Adherence to a medication regimen is fundamental to good health outcomes for people of all ages. However, evidence suggests there is an increase in the number of people failing to comply with their course of medicines and therefore putting themselves at risk at worst, or possibly reducing the effectiveness of the medications they are taking. Antibiotics are the best examples of failure to comply with medicines. Skip of one or more doses during the therapy results in ineffective therapy.
Statistics show that between 30 and 50 per cent of people do not take their medication doses exactly as prescribed by their healthcare professional or fail to finish their medicine course. Australian figures are consistent with these findings, estimating that 40 per cent of Australians have stopped taking prescribed medicine before they were meant to, on at least one occasion.
Medicine adherence for many patients with chronic disease is also extremely poor– at present on average at only about 50 per cent. This ends in disease-related complications, higher levels of hospitalisation, and increased morbidity and mortality.

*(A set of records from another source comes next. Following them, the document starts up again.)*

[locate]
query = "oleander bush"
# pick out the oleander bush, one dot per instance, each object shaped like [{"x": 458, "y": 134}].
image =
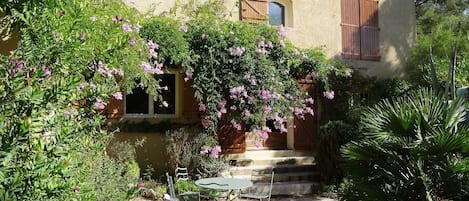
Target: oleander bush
[{"x": 71, "y": 60}]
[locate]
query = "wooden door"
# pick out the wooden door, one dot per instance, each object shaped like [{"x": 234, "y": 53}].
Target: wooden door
[{"x": 306, "y": 130}]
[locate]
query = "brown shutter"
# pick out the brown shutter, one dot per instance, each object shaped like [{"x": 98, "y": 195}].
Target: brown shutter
[
  {"x": 254, "y": 11},
  {"x": 190, "y": 108},
  {"x": 350, "y": 12},
  {"x": 115, "y": 108},
  {"x": 369, "y": 30}
]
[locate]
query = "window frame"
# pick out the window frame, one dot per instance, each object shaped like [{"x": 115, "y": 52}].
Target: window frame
[
  {"x": 283, "y": 12},
  {"x": 151, "y": 101}
]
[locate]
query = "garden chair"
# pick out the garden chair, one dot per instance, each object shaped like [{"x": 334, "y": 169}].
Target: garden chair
[
  {"x": 260, "y": 197},
  {"x": 172, "y": 192}
]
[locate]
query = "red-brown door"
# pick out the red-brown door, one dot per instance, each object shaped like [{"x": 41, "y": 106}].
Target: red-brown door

In addition to maximising the positive impacts of taking medicine properly, it is necessary to maintain medicine adherence as this can also have a major impact on reducing the number of people admitted to hospital.
Optimising the management of long-term conditions through medication adherence has been shown to decrease and delay the incidence of hospitalisation in patients with chronic diseases. It also has been observed that there is a reduce the need for, and spending on, expensive hospital admissions and medical services.